化学物質過敏症 電磁波過敏症 シックスクール問題を中心としたブログです

・出典:環境省HP
http://www.env.go.jp/index.html


・第三次環境基本計画における重点的分野
「化学物質の環境リスクの低減」報告書(案)
1.現状と課題
(1)化学物質の問題の背景
私たちの暮らしは、多くの種類の化学物質を様々な用途に使うことによって成り立っています。

化学物質には、製造されてそのまま消費者が使用するもの、製品の中に含まれるもの、製造・消費・廃棄等の過程で排出されるもの、燃焼や環境中での反応等で意図せず生成するもの、元から天然に存在するもの等があります。

製造量・存在量にも多寡があり、有害性、環境残留性、生物蓄積性、長距離移動性等の性質も様々です。
このような化学物質の適切な管理には、化学物質に固有の有害性の程度と人や生物への暴露のレベルを考慮し、環境を通じて人や生態系に悪影響を及ぼす可能性(環境リスク)をできるだけ少なくすることが基本となります。

しかし、その環境リスクは科学的に完全には解明されてはおらず、管理に際して不確実性の中での意思決定が必要となることがあります。

(2)これまでの対策の推移
化学物質の「環境リスク」の概念を打ち出したのは、第一次環境基本計画(平成6年)でした。

第二次環境基本計画(平成12年)において、有害性と暴露を考慮し、規制に加え自主的取組等の多様な対策手法を用いて環境リスクを低減するという方向が明示され、その後、化学物質審査規制法に基づく規制に暴露の観点や動植物の保護の観点が導入されたほか、大気汚染防止法に自主的取組が位置づけられるなど、取組が進められました。

その結果、有害大気汚染物質やダイオキシン類の対策等は大きな成果を挙げました。

しかし、化学物質の環境リスクの低減のためには、なお多種多様な課題が残されています。

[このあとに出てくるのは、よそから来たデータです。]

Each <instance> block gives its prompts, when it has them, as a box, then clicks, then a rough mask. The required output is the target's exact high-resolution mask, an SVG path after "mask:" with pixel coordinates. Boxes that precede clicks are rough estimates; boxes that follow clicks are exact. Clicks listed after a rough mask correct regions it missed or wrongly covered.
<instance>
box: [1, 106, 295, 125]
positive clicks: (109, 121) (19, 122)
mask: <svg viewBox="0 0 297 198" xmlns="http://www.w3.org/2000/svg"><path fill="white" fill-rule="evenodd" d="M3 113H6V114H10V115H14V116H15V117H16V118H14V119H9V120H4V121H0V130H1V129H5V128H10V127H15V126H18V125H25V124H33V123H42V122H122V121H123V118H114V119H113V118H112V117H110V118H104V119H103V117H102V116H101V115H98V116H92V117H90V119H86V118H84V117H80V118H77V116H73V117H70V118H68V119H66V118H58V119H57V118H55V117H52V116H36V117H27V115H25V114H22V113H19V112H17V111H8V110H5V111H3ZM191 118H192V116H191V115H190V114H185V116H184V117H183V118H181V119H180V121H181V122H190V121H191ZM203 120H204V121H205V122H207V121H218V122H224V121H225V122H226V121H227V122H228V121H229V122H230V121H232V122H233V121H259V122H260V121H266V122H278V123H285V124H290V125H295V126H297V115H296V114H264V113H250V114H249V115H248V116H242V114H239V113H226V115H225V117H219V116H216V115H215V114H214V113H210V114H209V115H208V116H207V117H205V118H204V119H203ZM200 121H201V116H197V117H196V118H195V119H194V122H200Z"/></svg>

また、今後5年程度を見渡せば、化学物質排出把握管理促進法については平成19年以降、化学物質審査規制法については平成21年以降にそれぞれ法律の施行状況について検討を加え、結果に応じて必要な措置を講ずることとされています。

(3)有害性、暴露、リスクに関する情報の不足
市場に流通している化学物質について有害性や暴露、環境残留性に関する情報が不足していることが課題として挙げられます。

我が国では、化学物質審査規制法に基づいて、新規に製造・輸入が行われる化学物質については事業者が事前に国に届け出る仕組みが整備されています。

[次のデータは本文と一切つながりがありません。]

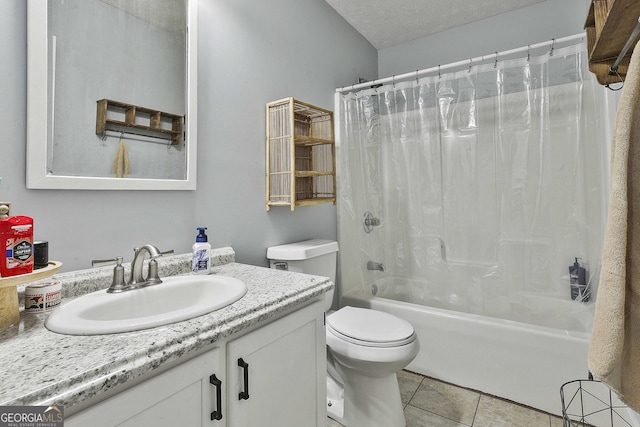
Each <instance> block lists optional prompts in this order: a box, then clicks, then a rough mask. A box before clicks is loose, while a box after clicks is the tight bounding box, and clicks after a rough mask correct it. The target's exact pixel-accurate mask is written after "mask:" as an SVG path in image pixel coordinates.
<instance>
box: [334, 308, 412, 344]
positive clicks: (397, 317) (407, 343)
mask: <svg viewBox="0 0 640 427" xmlns="http://www.w3.org/2000/svg"><path fill="white" fill-rule="evenodd" d="M327 329H329V331H330V332H331V333H332V334H334V335H335V336H337V337H339V338H341V339H343V340H345V341H347V342H349V343H352V344H356V345H362V346H365V347H380V348H385V347H399V346H403V345H407V344H410V343H411V342H413V341H415V339H416V334H415V331H414V330H413V326H412V325H411V324H410V323H409V322H407V321H406V320H404V319H400V318H398V317H396V316H393V315H391V314H388V313H384V312H381V311H377V310H371V309H365V308H357V307H351V306H346V307H343V308H341V309H340V310H338V311H336V312H335V313H332V314H330V315H329V316H327Z"/></svg>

同法の公布時(昭和48年)に既に製造又は輸入が行われていた約2万種の既存化学物質については、これまで国が安全性の点検を実施してきました。

平成16年度までの調査済み又は調査着手済みの既存化学物質の数は、分解性・蓄積性が1455物質、人毒性が275物質、生態毒性が438物質となっています。

また、OECD高生産量化学物質プログラムにおいて、我が国の政府及び化学業界も積極的に参加して安全性点検を進めています。

今後、産業界と国が連携して、安全性点検をさらに加速化することが必要になっています。

また、化学物質の特性には、免疫系や神経系への影響、次世代への影響の懸念や、食物連鎖を通じた蓄積性、地球規模での長距離移動性等、科学的なメカニズムが十分に解明されておらず、多様なリスクを評価するための実用性の高い試験・評価方法を研究開発することが課題となっているものもあります。
暴露に関する情報も不足しています。

製造・輸入量や用途、環境への排出量については、化学物質審査規制法や化学物質排出把握管理促進法に基づき、一部が把握されているのみです。

環境中の残留量についても一部の物質がモニタリングされているにすぎず、環境中で検出されてもその発生源や排出経路、人や動植物への暴露経路の特定が困難な場合があります。

暴露の把握に当たっては、排出源や排出経路の多様さ、天然由来の化学物質の存在に起因する地域特性についても、十分な考慮が必要です。

さらに、製品中に含まれている化学物質の種類・量や、製品の廃棄に伴う排出量も必ずしも十分に把握されていません。
化学物質の有害性や暴露に関する情報は、製造事業者や使用事業者が把握していることもありますが、その情報の関係者間での共有が必ずしも十分ではありません。

最終製品に含まれる化学物質についてどのような情報を消費者に提供していくべきかについても課題となっています。